6. Make sure to check the AC system very closely as well.
- These cars are known to have problems with AC, and that is one thing that most people forget to check when buying a used car.
- It is referred to as the black death A/C problem on these cars– so be aware!
7. SRS (Airbag light problems) are common!
- Check the passenger seat and make sure the wires are clear under the seat for the sensor on the seat.
- They tend to get crammed in the tracks of the seat and need to be rerouted or resoldered. There also may be a problem with the sensor in the back under the passenger seat– do some diagnosis! But know that is a common problem.
8. Check for excessive burning oil!
- I mentioned this before, but as always try to be sure the engine isn’t drinking oil like gas. Here are some questions to ask the seller:
- Do you have to fill the oil in between changes? Do you check it inbetween changes (if no, that is a red flag for bad maintenance)?
Look at the exhaust pipe– does it have black soot coating it? A car that doesn’t burn a lot of oil will have a light brown tailpipe. One that drinks oil will be black. This isn’t a rule, but a good place to check to verify your suspicions.
9. Test drive like a boss
- No radio on, no talking, just drive the car!
- Stop quickly, pay attention to noises, pulling, steering wheel shake, etc.

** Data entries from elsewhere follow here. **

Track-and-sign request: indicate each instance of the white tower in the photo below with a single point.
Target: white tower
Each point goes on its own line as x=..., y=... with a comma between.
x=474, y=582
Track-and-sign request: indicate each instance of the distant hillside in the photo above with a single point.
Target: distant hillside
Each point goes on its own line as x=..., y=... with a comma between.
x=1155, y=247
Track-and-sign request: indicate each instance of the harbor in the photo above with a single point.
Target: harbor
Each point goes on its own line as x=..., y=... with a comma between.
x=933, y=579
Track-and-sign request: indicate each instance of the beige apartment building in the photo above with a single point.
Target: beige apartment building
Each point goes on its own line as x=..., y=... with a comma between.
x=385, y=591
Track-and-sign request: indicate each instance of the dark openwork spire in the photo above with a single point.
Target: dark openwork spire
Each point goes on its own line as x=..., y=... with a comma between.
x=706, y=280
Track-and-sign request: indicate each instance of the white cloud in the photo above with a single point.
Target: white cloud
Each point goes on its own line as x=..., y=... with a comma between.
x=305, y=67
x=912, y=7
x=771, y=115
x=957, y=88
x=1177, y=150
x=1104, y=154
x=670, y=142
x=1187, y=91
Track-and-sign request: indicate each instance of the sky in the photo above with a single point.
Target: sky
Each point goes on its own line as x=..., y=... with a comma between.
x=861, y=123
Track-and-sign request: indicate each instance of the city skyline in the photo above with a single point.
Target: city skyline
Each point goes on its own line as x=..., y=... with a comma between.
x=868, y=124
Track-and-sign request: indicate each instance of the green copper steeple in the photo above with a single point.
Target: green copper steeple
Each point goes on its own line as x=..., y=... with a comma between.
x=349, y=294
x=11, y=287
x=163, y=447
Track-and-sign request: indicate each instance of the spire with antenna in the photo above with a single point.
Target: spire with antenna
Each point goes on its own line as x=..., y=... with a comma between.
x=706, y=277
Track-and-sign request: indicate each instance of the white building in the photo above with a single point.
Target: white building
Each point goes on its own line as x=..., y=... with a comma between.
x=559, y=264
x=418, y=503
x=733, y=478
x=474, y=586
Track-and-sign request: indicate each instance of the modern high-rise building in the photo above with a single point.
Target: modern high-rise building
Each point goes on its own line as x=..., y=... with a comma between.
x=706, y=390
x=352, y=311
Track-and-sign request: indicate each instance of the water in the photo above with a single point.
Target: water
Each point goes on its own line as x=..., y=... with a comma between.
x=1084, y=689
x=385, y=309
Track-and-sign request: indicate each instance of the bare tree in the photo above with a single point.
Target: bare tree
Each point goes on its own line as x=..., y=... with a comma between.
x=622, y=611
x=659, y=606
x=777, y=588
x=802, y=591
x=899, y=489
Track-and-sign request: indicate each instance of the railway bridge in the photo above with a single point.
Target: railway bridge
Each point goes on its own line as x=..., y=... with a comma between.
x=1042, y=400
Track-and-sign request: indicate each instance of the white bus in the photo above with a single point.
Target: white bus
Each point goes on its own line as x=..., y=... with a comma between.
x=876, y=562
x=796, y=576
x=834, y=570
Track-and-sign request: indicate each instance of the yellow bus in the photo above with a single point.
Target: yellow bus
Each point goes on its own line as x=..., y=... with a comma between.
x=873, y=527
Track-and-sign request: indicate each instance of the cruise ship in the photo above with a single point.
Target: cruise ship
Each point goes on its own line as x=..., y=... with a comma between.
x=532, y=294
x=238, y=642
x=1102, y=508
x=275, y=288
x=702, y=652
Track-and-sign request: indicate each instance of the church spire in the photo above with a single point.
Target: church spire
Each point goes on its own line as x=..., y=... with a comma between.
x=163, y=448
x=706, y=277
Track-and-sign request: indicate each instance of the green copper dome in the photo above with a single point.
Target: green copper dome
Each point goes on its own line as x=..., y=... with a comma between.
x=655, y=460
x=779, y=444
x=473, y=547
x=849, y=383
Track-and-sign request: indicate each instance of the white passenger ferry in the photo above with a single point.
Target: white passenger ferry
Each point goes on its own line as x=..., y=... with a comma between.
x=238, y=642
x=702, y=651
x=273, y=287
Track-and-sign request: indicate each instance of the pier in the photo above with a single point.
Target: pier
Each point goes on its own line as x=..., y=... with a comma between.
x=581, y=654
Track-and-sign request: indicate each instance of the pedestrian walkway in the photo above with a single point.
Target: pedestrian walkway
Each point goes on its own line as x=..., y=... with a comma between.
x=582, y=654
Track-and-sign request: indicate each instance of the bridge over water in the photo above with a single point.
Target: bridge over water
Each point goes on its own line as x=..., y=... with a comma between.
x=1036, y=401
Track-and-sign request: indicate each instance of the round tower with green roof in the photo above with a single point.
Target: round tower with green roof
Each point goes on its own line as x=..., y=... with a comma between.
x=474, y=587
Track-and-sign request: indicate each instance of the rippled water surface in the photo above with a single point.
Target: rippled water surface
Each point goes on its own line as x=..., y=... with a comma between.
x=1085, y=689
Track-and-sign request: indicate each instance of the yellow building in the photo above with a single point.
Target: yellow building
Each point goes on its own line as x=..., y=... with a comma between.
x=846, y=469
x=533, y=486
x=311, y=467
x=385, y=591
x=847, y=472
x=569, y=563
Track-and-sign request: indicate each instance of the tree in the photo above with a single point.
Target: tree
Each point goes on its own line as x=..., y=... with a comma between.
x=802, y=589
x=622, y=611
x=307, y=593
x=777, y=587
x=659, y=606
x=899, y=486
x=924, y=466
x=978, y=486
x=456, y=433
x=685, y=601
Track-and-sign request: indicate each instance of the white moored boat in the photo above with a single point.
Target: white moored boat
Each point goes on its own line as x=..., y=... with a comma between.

- Accelerate quickly– floor it! Get it up to 70-80mph. Any check engine lights now come on? Any shaking at high speeds? Anything feels sketchy?
- If the buyer gets uncomfortable with you pushing their car, then tell them you aren’t comfortable buying the car. The number of misfires I have found on cars simply by giving them full throttle and seeing how they do is crazy! It might put around town okay, but what happens when you open it up to get on the short freeway on ramp? It is a safety matter after all.
- Here is a video showing you how to perform a test drive on a used car like a boss:
10. Be ready to walk away!
- Remember DO NOT always buy the first car you go check out.
- Also, a seller will respect you much more if you let them know what price you are willing to pay and why. Then if they do want to think about it– let them! Honestly, if you show them cash, even hand it to them (say they are asking $7,500 and you think it is worth $6,000 take it out and place it in their hands when you suggest the price. It is much harder for them to give back the money than to refuse it in the first place.